Wahrscheinlich wird man auch eine 5er Menge die nicht strukturiert ist wie das Wuerfelbild bei der Anzahlbestimmung schnell in eine Dreier- und Zweiergruppen strukturiert und so als 5 erkannt.
Fazit: Die Anzahlbestimmung von strukturierten und unstrukturierten Mengen ist sehr stark uebungsabhaengig. Uebungen dazu werden z.B. bei ‚Blitzrechnen‘ angeboten.

Es wurde die Frage gestellt, ob man die Gedächtnisleistung beim Lernen von Einmaleinssätzchen (1×1) über ein System von Körperbewegungen verbessern könne.
Ich kenne kein solches System und bezweifle auch, dass das gut funktionieren koennte, da bei den 1×1 Saetzen sprachliche, ordinale, kardinale und auch geometrische Muster und Vorstellungen eine Rolle spielen. Das Konzept Arithmetik als Bewegung (Körpermetapher z.B. bei Lakoff/Nunez 2000: Where Mathematics comes from) beschreibt grundlegende Arithmetik wie z.B. vorwaertsgehen – vorwaertszaehlen oder rueckweartsgehen – rueckwaertszaehlen, usw …

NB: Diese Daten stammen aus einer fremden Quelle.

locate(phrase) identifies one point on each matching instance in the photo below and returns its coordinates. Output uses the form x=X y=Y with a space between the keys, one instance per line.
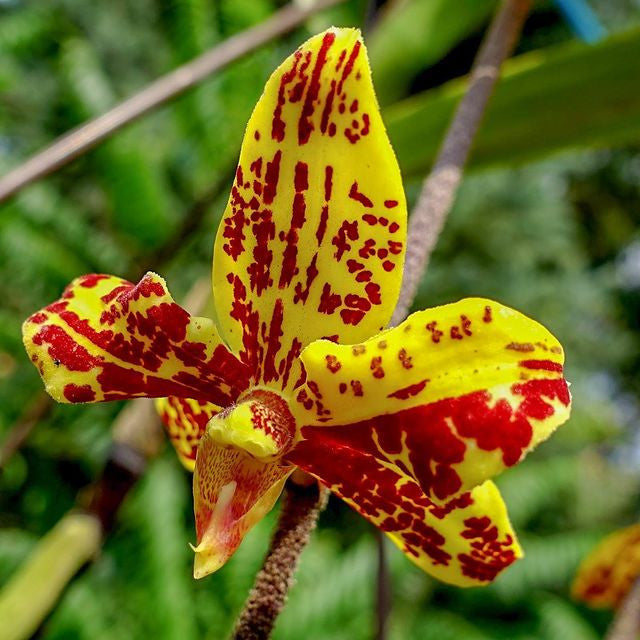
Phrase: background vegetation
x=547 y=221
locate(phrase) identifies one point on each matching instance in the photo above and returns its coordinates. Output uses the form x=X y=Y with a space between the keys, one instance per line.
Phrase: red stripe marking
x=305 y=126
x=545 y=365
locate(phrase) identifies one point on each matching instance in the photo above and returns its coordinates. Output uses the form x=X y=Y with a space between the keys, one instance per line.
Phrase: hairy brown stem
x=300 y=510
x=626 y=623
x=173 y=84
x=440 y=187
x=275 y=578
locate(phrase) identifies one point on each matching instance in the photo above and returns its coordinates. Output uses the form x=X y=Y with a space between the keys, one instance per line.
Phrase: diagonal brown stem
x=298 y=520
x=300 y=510
x=88 y=135
x=440 y=187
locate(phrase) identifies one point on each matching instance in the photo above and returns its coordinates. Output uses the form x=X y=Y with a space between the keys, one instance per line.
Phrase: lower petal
x=607 y=574
x=185 y=421
x=467 y=541
x=454 y=395
x=232 y=491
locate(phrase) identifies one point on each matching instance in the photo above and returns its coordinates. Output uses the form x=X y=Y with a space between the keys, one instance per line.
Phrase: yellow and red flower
x=407 y=426
x=607 y=574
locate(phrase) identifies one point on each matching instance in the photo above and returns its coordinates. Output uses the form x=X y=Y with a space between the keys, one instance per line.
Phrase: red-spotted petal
x=232 y=491
x=107 y=339
x=312 y=241
x=609 y=572
x=467 y=541
x=453 y=395
x=185 y=421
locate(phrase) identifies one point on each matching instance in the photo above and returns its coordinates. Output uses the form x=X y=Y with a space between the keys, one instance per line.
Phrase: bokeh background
x=546 y=221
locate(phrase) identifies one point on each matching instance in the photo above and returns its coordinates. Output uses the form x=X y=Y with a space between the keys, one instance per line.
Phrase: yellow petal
x=607 y=574
x=107 y=339
x=312 y=241
x=454 y=394
x=232 y=491
x=466 y=542
x=185 y=421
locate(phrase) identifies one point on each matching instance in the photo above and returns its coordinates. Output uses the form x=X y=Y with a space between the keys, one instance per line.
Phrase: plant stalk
x=440 y=187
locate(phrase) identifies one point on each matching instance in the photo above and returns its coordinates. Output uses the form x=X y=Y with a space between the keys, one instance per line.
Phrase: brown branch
x=440 y=187
x=626 y=623
x=77 y=538
x=300 y=510
x=275 y=578
x=169 y=86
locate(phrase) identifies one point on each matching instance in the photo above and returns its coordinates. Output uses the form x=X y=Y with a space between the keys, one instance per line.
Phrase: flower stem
x=626 y=623
x=300 y=510
x=440 y=187
x=187 y=76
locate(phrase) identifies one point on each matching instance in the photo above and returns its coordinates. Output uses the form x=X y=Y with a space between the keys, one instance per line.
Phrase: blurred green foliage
x=557 y=238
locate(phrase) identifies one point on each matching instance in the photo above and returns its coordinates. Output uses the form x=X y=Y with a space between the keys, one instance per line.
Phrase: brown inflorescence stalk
x=300 y=510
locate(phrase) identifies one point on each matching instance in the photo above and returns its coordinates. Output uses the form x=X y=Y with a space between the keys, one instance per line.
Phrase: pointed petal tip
x=206 y=561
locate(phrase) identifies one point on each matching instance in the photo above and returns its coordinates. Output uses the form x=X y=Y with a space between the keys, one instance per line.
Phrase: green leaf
x=427 y=31
x=563 y=97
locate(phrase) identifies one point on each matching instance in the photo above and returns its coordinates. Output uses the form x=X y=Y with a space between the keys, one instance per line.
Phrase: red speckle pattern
x=294 y=228
x=434 y=436
x=393 y=500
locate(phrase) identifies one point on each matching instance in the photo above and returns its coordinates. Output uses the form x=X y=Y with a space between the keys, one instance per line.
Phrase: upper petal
x=607 y=574
x=232 y=489
x=107 y=339
x=312 y=241
x=454 y=394
x=466 y=542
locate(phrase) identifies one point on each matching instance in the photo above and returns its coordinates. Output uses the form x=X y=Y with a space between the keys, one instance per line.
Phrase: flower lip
x=260 y=424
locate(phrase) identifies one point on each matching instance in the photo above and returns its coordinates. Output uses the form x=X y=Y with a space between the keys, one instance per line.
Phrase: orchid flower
x=609 y=572
x=407 y=424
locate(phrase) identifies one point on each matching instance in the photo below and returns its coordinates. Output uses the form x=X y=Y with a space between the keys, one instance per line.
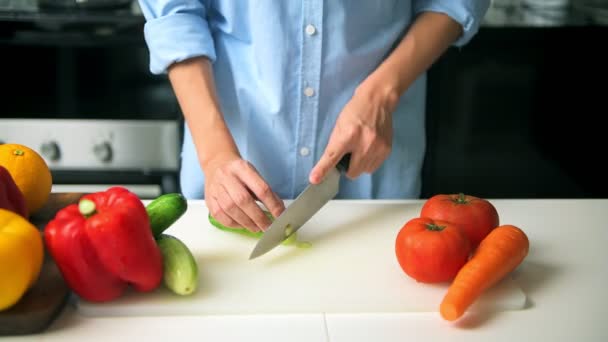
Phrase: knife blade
x=305 y=206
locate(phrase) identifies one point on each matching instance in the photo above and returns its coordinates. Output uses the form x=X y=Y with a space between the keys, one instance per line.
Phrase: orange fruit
x=30 y=172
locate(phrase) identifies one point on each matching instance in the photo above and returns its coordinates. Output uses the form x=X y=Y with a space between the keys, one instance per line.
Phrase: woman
x=275 y=93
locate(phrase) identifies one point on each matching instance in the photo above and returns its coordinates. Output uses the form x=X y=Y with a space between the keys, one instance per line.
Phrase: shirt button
x=309 y=91
x=304 y=151
x=310 y=30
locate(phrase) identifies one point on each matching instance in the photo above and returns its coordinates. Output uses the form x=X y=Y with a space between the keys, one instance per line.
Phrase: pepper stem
x=434 y=227
x=86 y=207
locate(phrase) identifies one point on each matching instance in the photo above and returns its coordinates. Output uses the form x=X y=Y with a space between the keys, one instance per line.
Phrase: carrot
x=499 y=253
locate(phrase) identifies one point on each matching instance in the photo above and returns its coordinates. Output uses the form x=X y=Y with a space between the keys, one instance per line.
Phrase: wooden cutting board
x=39 y=307
x=350 y=268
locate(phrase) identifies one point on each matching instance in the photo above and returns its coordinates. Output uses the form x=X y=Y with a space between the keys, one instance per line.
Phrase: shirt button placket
x=309 y=104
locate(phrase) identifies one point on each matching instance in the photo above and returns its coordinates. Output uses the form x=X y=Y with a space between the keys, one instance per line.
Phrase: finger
x=373 y=165
x=336 y=149
x=231 y=208
x=356 y=166
x=262 y=191
x=246 y=204
x=218 y=213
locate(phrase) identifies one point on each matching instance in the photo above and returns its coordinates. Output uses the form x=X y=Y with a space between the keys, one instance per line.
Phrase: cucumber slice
x=180 y=273
x=164 y=211
x=291 y=240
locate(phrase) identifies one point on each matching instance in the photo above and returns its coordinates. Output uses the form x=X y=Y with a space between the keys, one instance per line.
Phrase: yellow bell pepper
x=21 y=257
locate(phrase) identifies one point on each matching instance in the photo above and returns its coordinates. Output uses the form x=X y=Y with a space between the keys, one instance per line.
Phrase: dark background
x=514 y=114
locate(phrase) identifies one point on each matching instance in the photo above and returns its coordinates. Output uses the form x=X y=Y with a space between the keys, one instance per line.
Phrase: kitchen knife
x=308 y=203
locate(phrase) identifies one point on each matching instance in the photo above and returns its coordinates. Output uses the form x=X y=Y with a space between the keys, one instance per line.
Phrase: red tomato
x=431 y=251
x=476 y=216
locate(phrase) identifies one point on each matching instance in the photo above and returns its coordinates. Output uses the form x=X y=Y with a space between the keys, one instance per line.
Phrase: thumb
x=329 y=159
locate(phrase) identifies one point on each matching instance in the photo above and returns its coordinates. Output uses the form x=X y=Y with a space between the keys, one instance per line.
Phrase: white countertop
x=565 y=278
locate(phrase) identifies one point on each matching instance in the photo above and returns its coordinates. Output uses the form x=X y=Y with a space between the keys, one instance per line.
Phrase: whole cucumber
x=180 y=268
x=165 y=210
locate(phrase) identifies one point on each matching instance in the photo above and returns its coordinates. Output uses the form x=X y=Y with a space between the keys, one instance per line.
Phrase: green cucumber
x=165 y=210
x=180 y=273
x=291 y=240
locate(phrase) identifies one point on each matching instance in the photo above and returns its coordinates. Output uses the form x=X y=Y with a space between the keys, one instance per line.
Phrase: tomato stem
x=434 y=227
x=86 y=207
x=461 y=199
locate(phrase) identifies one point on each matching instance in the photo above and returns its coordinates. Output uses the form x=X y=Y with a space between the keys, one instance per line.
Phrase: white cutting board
x=350 y=268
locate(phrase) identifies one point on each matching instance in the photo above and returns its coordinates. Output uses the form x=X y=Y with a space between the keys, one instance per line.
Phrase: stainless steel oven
x=78 y=90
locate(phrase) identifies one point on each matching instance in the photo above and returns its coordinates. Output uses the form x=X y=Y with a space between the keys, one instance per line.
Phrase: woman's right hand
x=232 y=186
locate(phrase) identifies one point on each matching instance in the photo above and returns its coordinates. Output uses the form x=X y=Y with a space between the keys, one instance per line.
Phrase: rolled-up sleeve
x=176 y=30
x=468 y=13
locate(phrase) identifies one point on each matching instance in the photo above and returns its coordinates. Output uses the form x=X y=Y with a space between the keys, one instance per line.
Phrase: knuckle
x=241 y=198
x=263 y=190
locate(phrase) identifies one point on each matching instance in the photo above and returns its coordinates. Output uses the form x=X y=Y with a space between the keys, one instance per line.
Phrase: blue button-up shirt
x=285 y=69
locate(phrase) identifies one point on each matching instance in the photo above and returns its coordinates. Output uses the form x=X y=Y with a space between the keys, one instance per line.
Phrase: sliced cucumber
x=292 y=239
x=165 y=210
x=180 y=268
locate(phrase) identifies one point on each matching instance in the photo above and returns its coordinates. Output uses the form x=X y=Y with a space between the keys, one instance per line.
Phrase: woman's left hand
x=364 y=128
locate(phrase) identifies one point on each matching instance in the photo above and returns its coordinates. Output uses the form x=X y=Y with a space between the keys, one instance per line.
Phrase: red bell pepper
x=11 y=197
x=103 y=244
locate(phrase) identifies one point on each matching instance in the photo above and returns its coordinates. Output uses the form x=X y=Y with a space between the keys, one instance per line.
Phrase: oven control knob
x=50 y=150
x=103 y=152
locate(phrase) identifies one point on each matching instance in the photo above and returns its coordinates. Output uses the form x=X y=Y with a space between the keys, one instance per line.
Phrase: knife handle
x=344 y=163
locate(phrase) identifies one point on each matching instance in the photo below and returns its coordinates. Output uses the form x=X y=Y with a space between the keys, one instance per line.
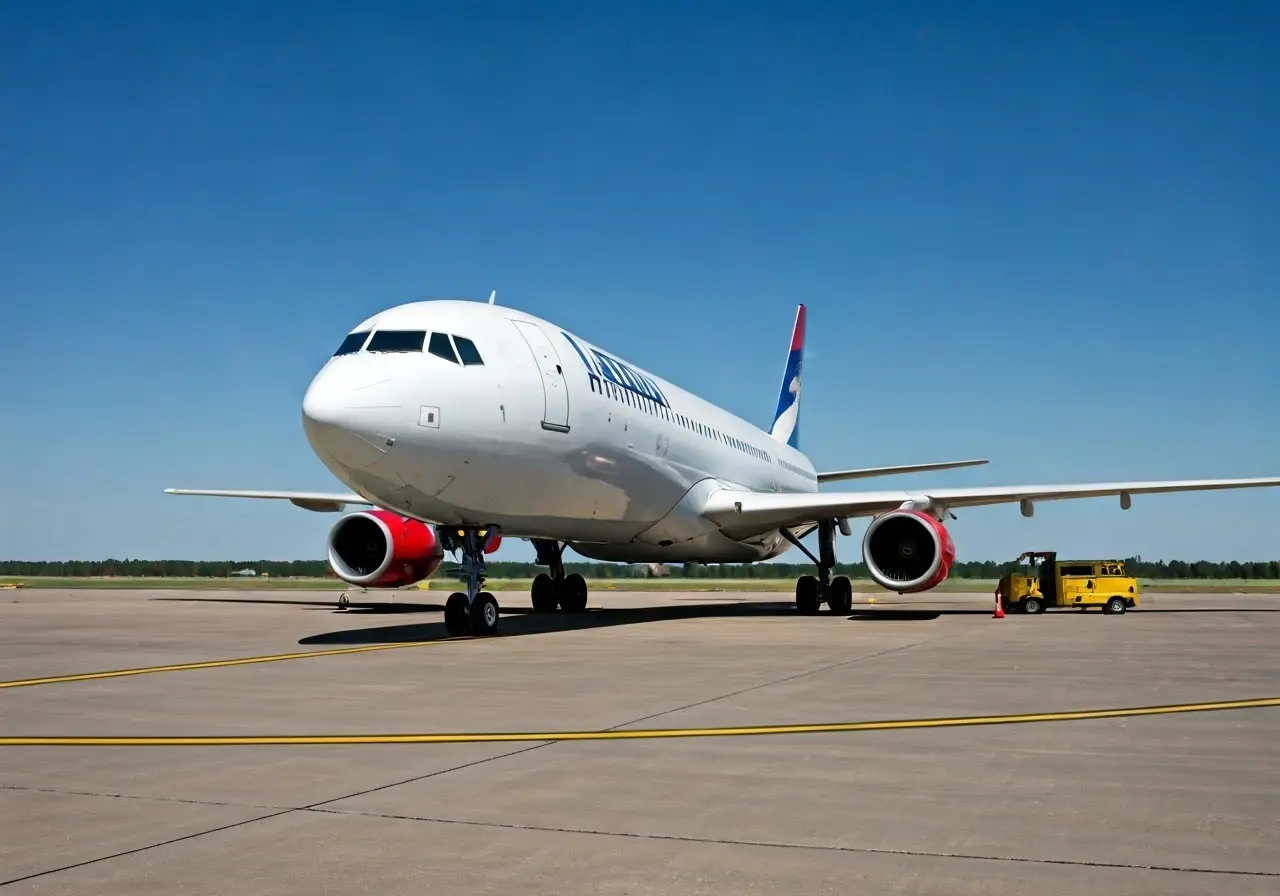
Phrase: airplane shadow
x=517 y=621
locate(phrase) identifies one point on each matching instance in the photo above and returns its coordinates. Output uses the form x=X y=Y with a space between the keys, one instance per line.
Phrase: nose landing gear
x=472 y=612
x=812 y=590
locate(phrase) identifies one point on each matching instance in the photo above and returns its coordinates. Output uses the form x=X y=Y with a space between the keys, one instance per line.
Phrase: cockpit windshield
x=397 y=341
x=352 y=343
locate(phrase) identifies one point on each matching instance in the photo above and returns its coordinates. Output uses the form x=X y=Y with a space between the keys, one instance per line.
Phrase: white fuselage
x=549 y=437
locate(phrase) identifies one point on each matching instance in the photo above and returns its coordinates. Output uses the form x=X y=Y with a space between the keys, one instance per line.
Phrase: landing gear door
x=554 y=392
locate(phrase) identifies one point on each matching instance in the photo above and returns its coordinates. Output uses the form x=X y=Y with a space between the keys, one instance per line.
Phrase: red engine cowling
x=908 y=551
x=383 y=549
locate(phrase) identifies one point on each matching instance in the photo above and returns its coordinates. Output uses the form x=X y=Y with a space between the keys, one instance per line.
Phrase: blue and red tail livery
x=786 y=419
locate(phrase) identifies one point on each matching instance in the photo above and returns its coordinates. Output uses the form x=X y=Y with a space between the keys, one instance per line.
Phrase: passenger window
x=442 y=347
x=467 y=351
x=397 y=341
x=352 y=343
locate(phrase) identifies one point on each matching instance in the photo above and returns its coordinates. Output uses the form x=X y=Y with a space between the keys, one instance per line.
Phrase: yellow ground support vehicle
x=1031 y=589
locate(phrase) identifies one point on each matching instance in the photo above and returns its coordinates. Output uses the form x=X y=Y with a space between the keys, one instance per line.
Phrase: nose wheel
x=813 y=590
x=471 y=612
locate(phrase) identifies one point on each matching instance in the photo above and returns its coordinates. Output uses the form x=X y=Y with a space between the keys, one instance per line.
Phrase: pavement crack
x=816 y=848
x=311 y=807
x=144 y=849
x=773 y=682
x=58 y=791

Da es sich bei den 1×1 Saetzen zunächst um eine ueberwiegend sprachliche Gedächtnisleistungen handelt (siehe Dehaene 1999: Der Zahlensinn ..) koennen hier aber alle didaktisch-methodischen Kniffe der Sprachdidaktik eingesetzt werden. Also z.B. Anknüpfen an Bilder, Reimformen, sprachrhythmische Hilfen, … usw.
Falls das Kind dann die 1×1 Saetze lernt hat es aber immer noch keine Zahlvorstellung sondern eigentlich kontextloses Wissen erworben, was dann z.B. beim Loesen von Sachaufgaben mit z.B. multiplikativem Kontext zu Problemen fuehrt. Meiner Meinung nach ist deshalb der bessere Weg, der aber auch aufwendiger ist, zunaechst Zahlvorstellungen aufzubauen (z.B. mit Zehnerfeldkarten oder Punktefeldern).
Wenn dann solche Zahlenbilder als integrierte ordinal-kardinale Konzepte im Kopf vorhanden sind, mit denen das Kind auch mental operieren kann, dann kann man damit langsam Einmaleinsvorstellungen über das Verdoppeln und dann das Vervielfachen sowie über Nachbaraufgaben aufbauen (siehe Konzept Königsaufgaben des 1×1). Dabei muessen dann Grundaufgaben des 1+1 ohne großen mentalen Aufwand referiert werden koennen, um dann daraus das mentale Konzept 1×1/Multiplikation aufbauen zu können. Das ist also ein integriertes Konzept mit vielen Facetten.
Ein weiterer Ansatz, falls das Kind wirklich unter Gedaechtnisschwierigkeiten leidet (das muesste man pruefen – auch ob das Kurzzeit- oder eher Langzeitgedaechtnis betroffen ist, da dies ganz unterschiedliche Auswirkungen hat) waere Gedaechtnisuebungen und Konzentrationsuebungen durchzufuehren, also an den Ursachen zu arbeiten und nicht an den aktuellen Symptomen.

Fazit: es ist schwierig, eine Ferndiagnose zu stellen!